While voter identification is technically a phase of a campaign, it lasts almost as long as the campaign itself. Voter identification is ongoing, and you should ensure that you’re identifying as many supporters as possible to focus your GOTV strategy.

It’s a good idea to start your voter identification efforts about a year out from the election. While this may seem early, the earlier you identify your target audience, the more time you have to persuade them to become supporters.

Starting so early also gives you time to build strong relationships with your voters. Rather than showing up a few weeks before the election, you can slowly build their trust and confidence in your campaign to create a lasting relationship.

You shouldn’t stop identifying voters until the last few days before the campaign. Then, you can turn your attention towards your GOTV strategy. 

The last few days before an election are best spent making sure all the uncertain voters you turned into supporters cast a ballot. You’ve already identified as many supporters as possible at that point, and you should focus on helping your voters get to the polls.

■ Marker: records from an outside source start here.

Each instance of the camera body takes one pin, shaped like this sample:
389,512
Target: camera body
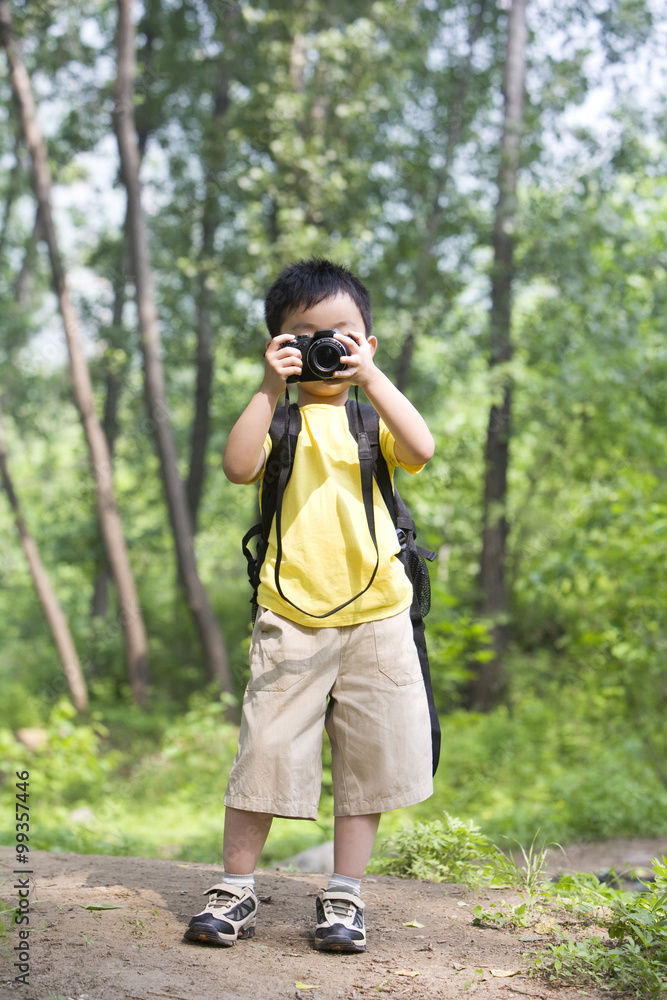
320,354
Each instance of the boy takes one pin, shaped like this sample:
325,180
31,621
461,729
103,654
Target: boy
355,672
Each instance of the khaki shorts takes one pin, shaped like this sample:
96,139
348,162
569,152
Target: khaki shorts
364,684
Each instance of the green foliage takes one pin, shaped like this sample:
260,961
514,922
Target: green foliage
633,960
448,850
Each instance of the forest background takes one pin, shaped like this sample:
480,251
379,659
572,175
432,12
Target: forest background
380,134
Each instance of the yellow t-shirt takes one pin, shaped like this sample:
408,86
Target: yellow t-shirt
328,555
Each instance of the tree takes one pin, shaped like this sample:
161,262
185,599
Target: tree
488,683
131,616
154,384
47,595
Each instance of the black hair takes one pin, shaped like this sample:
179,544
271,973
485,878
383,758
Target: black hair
305,283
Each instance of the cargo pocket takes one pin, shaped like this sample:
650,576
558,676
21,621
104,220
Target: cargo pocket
395,648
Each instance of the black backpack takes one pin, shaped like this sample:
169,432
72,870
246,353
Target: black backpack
364,425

Tips for Effective Voter Identification

Now that you know what voter identification is and when you use it, you can start to develop your voter identification plan. Here are some tips to help you create an effective strategy that identifies your target voters and initiates a relationship with them.

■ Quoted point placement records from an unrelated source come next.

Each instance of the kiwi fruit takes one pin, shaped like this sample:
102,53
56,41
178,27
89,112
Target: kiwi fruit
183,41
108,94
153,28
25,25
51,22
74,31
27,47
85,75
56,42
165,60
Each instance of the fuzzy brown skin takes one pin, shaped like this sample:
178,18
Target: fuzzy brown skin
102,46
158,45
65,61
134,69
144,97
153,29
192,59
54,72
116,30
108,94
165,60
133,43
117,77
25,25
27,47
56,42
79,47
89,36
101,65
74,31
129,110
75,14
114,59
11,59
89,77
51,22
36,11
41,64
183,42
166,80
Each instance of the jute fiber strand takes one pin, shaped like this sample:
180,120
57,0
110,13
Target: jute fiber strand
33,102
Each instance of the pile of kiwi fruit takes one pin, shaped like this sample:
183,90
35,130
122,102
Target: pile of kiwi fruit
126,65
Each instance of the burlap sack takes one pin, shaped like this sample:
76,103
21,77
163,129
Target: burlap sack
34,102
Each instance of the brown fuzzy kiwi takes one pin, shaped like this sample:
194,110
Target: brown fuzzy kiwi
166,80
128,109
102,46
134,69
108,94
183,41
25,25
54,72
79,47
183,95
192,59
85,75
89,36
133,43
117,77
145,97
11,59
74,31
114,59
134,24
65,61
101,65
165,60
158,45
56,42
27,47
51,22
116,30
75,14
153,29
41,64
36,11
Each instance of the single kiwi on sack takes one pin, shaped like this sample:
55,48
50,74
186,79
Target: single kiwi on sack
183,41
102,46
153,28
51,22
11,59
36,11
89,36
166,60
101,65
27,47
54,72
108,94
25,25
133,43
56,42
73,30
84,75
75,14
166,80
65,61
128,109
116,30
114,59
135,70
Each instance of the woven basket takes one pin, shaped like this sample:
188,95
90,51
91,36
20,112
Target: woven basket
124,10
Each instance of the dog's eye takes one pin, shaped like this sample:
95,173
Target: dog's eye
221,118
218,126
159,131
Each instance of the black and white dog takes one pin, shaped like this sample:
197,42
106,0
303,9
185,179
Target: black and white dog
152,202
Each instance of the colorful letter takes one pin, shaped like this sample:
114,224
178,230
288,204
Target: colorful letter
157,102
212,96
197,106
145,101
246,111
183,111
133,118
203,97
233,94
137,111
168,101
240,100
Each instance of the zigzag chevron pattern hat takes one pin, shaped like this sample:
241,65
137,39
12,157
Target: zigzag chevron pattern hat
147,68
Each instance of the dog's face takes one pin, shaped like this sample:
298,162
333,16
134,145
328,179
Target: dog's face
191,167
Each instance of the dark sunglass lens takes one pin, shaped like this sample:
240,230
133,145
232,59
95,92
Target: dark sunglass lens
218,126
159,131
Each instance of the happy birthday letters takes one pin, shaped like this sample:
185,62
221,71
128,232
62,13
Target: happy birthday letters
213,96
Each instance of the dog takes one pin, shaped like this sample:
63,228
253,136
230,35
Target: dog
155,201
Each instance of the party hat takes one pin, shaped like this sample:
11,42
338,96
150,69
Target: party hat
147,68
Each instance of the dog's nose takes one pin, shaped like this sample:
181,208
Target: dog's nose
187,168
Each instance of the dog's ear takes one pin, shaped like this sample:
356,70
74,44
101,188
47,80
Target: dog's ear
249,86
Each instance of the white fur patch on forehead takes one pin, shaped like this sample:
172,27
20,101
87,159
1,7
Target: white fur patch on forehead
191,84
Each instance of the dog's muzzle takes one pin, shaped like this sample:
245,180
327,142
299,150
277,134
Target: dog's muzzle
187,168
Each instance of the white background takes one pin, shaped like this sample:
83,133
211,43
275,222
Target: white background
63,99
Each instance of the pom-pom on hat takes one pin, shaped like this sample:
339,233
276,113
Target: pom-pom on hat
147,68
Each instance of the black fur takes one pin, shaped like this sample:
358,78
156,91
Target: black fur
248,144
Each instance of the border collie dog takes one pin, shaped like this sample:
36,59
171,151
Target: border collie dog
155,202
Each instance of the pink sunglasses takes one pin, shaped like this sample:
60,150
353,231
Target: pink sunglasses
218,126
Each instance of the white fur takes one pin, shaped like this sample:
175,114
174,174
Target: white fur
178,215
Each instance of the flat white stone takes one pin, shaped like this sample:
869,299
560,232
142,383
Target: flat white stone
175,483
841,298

1. Give a Short Introduction

When introducing your campaign and candidate to voters, keep it simple. Give them a short one-to-two sentence introduction that tells them who you are and how they can learn more. 

Many people don’t like or bother to read or listen to long speeches from campaigns and candidates they don’t care about. You’re better off using the foot-in-the-door method. Get them to listen to your introduction and entice them to learn more.

2. Rank Voters’ Support

Many campaigns use a coding system to rank voters’ support levels. Most use numbers, like 1-4 or 1-6, with 1 referring to the least supportive and 4 or 6 referring to the most supportive. With this system, you can easily identify where you want to focus your efforts.

3. Prioritize Information

Small or local campaigns often have tight budgets. They can’t spend much money on voter lists, so they need to know what information to prioritize.

If your campaign is battling a small budget, focus on three key things for your voter lists: having your lists in .csv or Excel format; information about voters’ party affiliation; and voters’ past election participation.

However, if money is not a problem for you, gather as much information about your voters as possible. The more information you have about your voters and what they care about, the more likely it is that you secure their vote. 

4. Know Which Groups to Target

While we’ve already discussed the type of voter you should focus on, the general groups you should target differ depending on the type of election. You should identify which groups it’s most effective to hone in on for primary and general elections. 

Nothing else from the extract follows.